Zuwanderung erleichtern

DEHOGA fordert schnelle Maßnahmen zur Mitarbeitergewinnung

Stand: 01.07.2022

Schnelle und pragmatische Maßnahmen zur Mitarbeitergewinnung für das Gastgewerbe fordert DEHOGA-Bundesverbandspräsident Guido Zöllick. Er plädiert für erleichterte Zuwanderungsregeln sowie für eine verbesserte Arbeitsmarktintegration von Geflüchteten.

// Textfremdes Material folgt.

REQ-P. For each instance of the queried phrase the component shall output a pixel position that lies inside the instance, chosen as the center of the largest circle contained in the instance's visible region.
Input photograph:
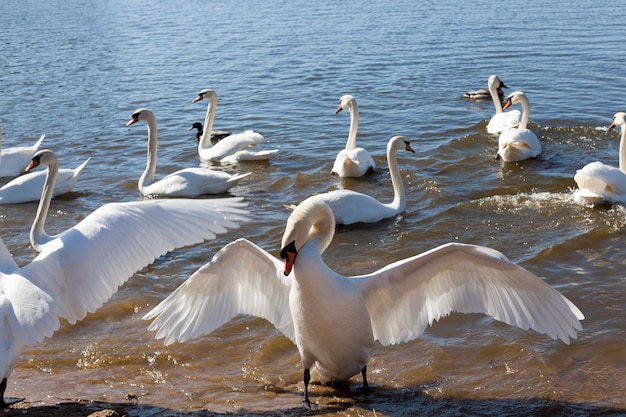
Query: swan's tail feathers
(39, 141)
(239, 177)
(255, 136)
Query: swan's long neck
(38, 236)
(354, 126)
(494, 97)
(399, 197)
(205, 140)
(525, 112)
(622, 149)
(147, 177)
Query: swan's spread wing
(406, 296)
(83, 267)
(240, 279)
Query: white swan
(502, 120)
(216, 135)
(333, 319)
(518, 143)
(14, 160)
(598, 182)
(352, 207)
(352, 161)
(232, 148)
(186, 182)
(483, 94)
(28, 187)
(81, 268)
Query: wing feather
(241, 278)
(84, 266)
(406, 296)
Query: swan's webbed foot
(366, 388)
(3, 387)
(307, 378)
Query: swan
(518, 143)
(334, 319)
(186, 182)
(232, 148)
(352, 161)
(14, 160)
(483, 94)
(216, 135)
(351, 207)
(502, 120)
(81, 268)
(27, 188)
(598, 182)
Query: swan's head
(198, 127)
(206, 94)
(345, 102)
(140, 115)
(619, 119)
(43, 157)
(495, 81)
(311, 219)
(399, 142)
(514, 98)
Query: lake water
(76, 70)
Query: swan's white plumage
(81, 268)
(352, 207)
(28, 187)
(188, 182)
(259, 290)
(14, 160)
(518, 143)
(391, 305)
(352, 161)
(501, 120)
(598, 182)
(232, 148)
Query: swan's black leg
(3, 387)
(307, 378)
(366, 388)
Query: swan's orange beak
(133, 119)
(33, 164)
(289, 253)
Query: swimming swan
(352, 161)
(216, 135)
(188, 182)
(81, 268)
(28, 187)
(14, 160)
(598, 182)
(351, 207)
(232, 148)
(502, 120)
(518, 143)
(333, 319)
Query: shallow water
(76, 71)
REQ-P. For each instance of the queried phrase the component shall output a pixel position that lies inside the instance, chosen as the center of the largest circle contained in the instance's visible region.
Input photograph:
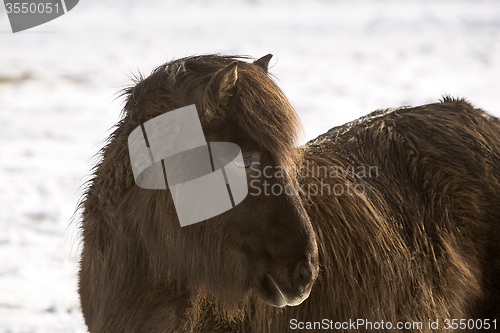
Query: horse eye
(247, 162)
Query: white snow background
(335, 60)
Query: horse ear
(263, 62)
(220, 89)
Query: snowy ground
(335, 60)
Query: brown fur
(420, 243)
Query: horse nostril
(302, 275)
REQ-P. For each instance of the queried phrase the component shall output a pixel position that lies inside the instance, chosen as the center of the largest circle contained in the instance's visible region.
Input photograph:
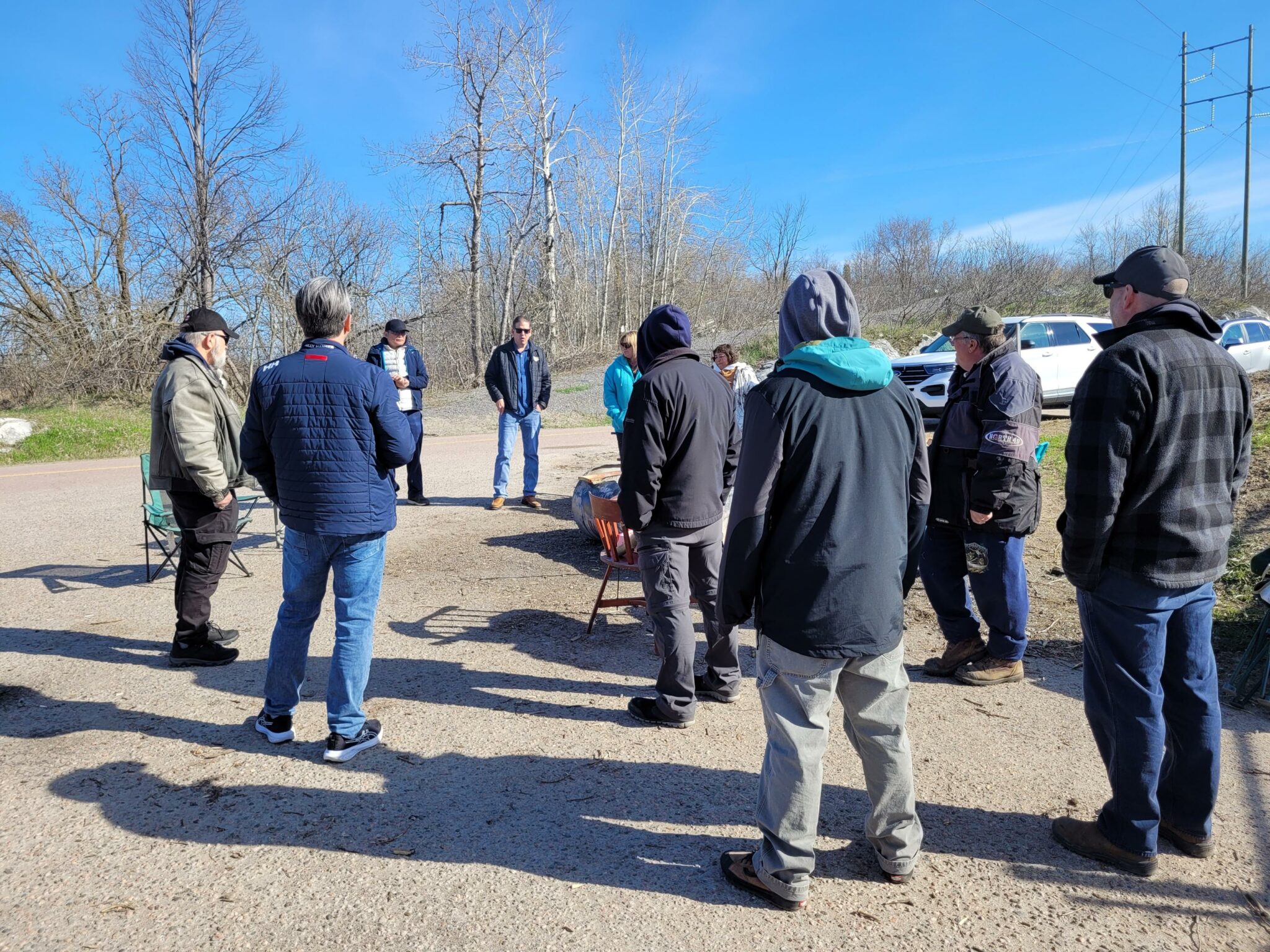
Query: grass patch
(73, 432)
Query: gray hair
(322, 306)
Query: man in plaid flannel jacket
(1158, 448)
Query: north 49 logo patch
(1003, 438)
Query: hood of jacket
(1183, 314)
(850, 363)
(177, 347)
(817, 306)
(665, 329)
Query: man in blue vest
(406, 367)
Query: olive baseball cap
(1155, 270)
(980, 319)
(203, 319)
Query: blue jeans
(1151, 701)
(530, 425)
(413, 469)
(358, 568)
(995, 568)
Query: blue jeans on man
(993, 564)
(413, 469)
(308, 560)
(1151, 699)
(528, 427)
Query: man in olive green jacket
(195, 457)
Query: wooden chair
(619, 553)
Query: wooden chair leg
(595, 611)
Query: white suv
(1057, 346)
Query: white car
(1057, 346)
(1249, 342)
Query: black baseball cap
(203, 319)
(980, 319)
(1155, 270)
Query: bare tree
(211, 120)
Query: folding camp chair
(159, 524)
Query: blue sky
(935, 108)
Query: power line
(1161, 22)
(1068, 52)
(1104, 30)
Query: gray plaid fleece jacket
(1158, 448)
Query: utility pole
(1248, 174)
(1181, 172)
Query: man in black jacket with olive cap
(680, 448)
(824, 539)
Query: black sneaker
(277, 730)
(200, 654)
(708, 691)
(219, 635)
(644, 708)
(340, 749)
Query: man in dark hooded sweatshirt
(824, 542)
(1158, 448)
(680, 448)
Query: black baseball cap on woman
(1155, 270)
(203, 319)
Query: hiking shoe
(1191, 844)
(221, 637)
(277, 730)
(644, 708)
(200, 654)
(956, 654)
(1085, 838)
(340, 749)
(708, 691)
(991, 671)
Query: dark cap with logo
(980, 319)
(1153, 271)
(203, 319)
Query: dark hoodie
(830, 509)
(680, 441)
(1158, 448)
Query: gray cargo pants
(797, 692)
(672, 565)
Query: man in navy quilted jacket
(323, 436)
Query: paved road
(513, 805)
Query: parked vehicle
(1249, 342)
(1059, 346)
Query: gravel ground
(513, 805)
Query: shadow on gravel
(571, 819)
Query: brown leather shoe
(991, 671)
(1085, 838)
(1198, 847)
(956, 654)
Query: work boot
(956, 654)
(1083, 837)
(1191, 844)
(991, 671)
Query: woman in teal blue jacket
(619, 380)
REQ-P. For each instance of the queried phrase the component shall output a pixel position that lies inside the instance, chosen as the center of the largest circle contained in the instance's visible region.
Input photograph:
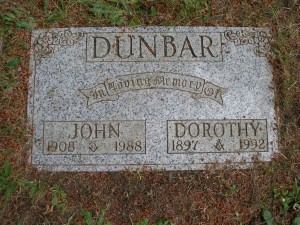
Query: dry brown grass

„Unsere bestens ausgebildeten Mitarbeiter gehen in alle Welt, da sollte es selbstverständlich sein, auch mit aller Kraft Mitarbeiter aus der ganzen Welt für uns zu gewinnen“, betont Zöllick in einer am 1. Juli 2022 veröffentlichten Pressemitteilung und appelliert an die Bundesregierung, die im Koalitionsvertrag angekündigte Weiterentwicklung des Fachkräfteeinwanderungsgesetzes zügig anzugehen.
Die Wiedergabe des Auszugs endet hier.